Figure EV6. Cell lines to analyse Dectin-1 function (related to Fig. 6).

(A) Flow cytometric analysis of the indicated surface marker expression by RAW 264.7 cells ectopically expressing indicated receptors or transduced with EV and stimulated overnight ± Zym-D. Mean ± SEM from biological triplicates (left) and representative histograms (right) are plotted. Note that these data are the same data as in Fig. 6A, with bar graphs plotted here as MFI relative to untreated controls to better emphasise the response to Zym-D. Dotted line represents 1. (B) Flow cytometric analysis of surface Dectin-1 (C7) expression in RAW 264.7 cells ectopically expressing the indicated receptors or transduced with EV. Cell lines were established after sorting for equal expression of Dectin-1. (C) Flow cytometric analysis of surface DNGR-1 (C9) expression in C9 KO MuTuDCs reconstituted or not with the indicated chimeric receptors.
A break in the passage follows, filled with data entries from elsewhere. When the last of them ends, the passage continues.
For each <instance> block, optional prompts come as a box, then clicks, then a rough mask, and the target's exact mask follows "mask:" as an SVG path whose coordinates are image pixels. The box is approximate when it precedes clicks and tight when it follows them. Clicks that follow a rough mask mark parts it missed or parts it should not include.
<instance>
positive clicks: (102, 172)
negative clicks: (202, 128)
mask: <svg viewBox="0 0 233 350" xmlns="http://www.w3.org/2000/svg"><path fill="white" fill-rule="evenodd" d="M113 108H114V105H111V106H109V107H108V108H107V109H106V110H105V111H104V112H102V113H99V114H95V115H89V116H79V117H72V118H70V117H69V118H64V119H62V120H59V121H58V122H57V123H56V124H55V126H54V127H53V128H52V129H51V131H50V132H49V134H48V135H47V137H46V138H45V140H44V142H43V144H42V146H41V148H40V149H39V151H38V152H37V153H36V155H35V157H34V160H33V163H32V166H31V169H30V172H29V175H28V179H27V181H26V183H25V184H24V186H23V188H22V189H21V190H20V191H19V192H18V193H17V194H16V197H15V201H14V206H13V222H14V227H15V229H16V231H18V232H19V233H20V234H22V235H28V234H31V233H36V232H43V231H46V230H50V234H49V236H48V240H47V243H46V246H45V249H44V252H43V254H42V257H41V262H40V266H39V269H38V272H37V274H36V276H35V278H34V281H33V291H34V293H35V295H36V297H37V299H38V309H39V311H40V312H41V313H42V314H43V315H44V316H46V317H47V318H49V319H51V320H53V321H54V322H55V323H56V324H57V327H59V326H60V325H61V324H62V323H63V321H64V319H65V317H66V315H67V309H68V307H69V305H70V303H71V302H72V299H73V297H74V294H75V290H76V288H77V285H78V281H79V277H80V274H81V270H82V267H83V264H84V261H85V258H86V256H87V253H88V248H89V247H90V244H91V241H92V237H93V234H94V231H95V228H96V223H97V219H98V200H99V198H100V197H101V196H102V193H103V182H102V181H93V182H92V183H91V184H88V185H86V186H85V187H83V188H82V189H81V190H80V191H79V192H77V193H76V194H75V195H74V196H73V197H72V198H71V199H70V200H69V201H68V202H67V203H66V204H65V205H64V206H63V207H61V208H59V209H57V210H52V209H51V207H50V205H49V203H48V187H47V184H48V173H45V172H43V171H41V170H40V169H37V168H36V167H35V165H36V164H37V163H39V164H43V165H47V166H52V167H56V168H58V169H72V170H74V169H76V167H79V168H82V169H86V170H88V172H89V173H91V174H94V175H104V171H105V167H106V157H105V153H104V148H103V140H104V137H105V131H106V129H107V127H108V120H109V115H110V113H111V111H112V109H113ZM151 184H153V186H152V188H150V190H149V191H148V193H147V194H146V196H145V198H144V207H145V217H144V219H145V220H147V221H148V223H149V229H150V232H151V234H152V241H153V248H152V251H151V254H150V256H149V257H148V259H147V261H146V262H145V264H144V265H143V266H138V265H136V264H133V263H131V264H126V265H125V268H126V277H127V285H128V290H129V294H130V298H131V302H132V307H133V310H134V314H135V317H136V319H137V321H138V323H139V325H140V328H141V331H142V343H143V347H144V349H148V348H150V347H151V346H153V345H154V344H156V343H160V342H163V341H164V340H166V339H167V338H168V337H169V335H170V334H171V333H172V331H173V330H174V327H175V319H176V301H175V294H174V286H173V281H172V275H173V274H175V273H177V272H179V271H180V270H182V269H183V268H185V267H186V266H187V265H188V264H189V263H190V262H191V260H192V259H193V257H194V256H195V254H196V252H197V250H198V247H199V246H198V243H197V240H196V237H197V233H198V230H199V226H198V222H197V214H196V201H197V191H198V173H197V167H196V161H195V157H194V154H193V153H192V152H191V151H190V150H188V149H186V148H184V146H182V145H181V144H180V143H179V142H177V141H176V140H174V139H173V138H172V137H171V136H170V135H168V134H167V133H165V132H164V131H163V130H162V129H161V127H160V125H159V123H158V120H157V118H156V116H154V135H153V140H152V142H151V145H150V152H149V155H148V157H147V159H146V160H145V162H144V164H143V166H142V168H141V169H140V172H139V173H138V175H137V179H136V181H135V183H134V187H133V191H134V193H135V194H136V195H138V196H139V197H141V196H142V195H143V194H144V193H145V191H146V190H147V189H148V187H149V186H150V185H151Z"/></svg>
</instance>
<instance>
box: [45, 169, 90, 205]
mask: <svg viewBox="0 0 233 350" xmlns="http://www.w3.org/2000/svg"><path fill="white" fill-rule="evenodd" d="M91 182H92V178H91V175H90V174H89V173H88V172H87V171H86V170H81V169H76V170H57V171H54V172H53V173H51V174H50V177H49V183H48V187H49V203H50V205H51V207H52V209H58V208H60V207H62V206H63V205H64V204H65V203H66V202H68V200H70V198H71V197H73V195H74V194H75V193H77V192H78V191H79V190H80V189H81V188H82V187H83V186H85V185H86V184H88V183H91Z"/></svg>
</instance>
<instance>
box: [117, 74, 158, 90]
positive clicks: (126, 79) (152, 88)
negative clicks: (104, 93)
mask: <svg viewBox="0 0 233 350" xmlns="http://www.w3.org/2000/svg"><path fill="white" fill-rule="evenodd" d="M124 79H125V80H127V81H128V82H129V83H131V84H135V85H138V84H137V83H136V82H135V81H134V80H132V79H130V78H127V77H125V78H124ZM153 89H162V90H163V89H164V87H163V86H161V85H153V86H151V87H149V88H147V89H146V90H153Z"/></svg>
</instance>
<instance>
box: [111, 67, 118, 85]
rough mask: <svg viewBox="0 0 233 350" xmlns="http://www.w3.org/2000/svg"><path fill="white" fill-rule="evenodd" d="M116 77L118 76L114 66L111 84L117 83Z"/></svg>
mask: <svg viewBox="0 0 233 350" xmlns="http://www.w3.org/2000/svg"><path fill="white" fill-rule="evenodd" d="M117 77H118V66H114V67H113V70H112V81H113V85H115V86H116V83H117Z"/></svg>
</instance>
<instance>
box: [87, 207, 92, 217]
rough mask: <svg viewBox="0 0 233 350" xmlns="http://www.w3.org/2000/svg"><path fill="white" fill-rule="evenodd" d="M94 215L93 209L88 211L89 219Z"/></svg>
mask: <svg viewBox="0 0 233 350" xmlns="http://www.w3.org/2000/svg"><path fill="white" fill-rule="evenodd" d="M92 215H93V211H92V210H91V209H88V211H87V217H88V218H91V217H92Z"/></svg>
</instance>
Cell lines were established after sorting for equal expression of DNGR-1. (B, C) Representative histograms (left) and mean MFI ± SEM (right) are plotted from biological (B) quintuplets or (C) triplicates. (D) Flow cytometric analysis of surface marker expression by C9 KO MuTuDCs reconstituted or not with indicated receptors stimulated overnight ± DNGR-1L. Mean ± SEM from biological triplicates (left) and representative histograms (right) are plotted. CCR7 is shown relative to untreated controls and the dotted line represents 1. Note that these are data from the same experiments as in Fig. 6B, plotted differently. Data are representative of two (B, C), or three (A, D) independent experiments. Data were analysed using Tukey-corrected two-way ANOVA with significant values comparing against untreated samples plotted (A–D). (A) H2-D^d *P = 0.0405, **P = 0.0011, ***P = 0.0007, ****P < 0.0001; CD83 *P = 0.0374, ***P = 0.0001, ****P < 0.0001, (D) I-A/E^hi CD86^hi *P = 0.0352 (KO/C7::C9), P = 0.0468 (KO/C7(G14I)::C9), ****P < 0.0001; CCR7 *P = 0.0240, ***P = 0.0004, ****P < 0.0001.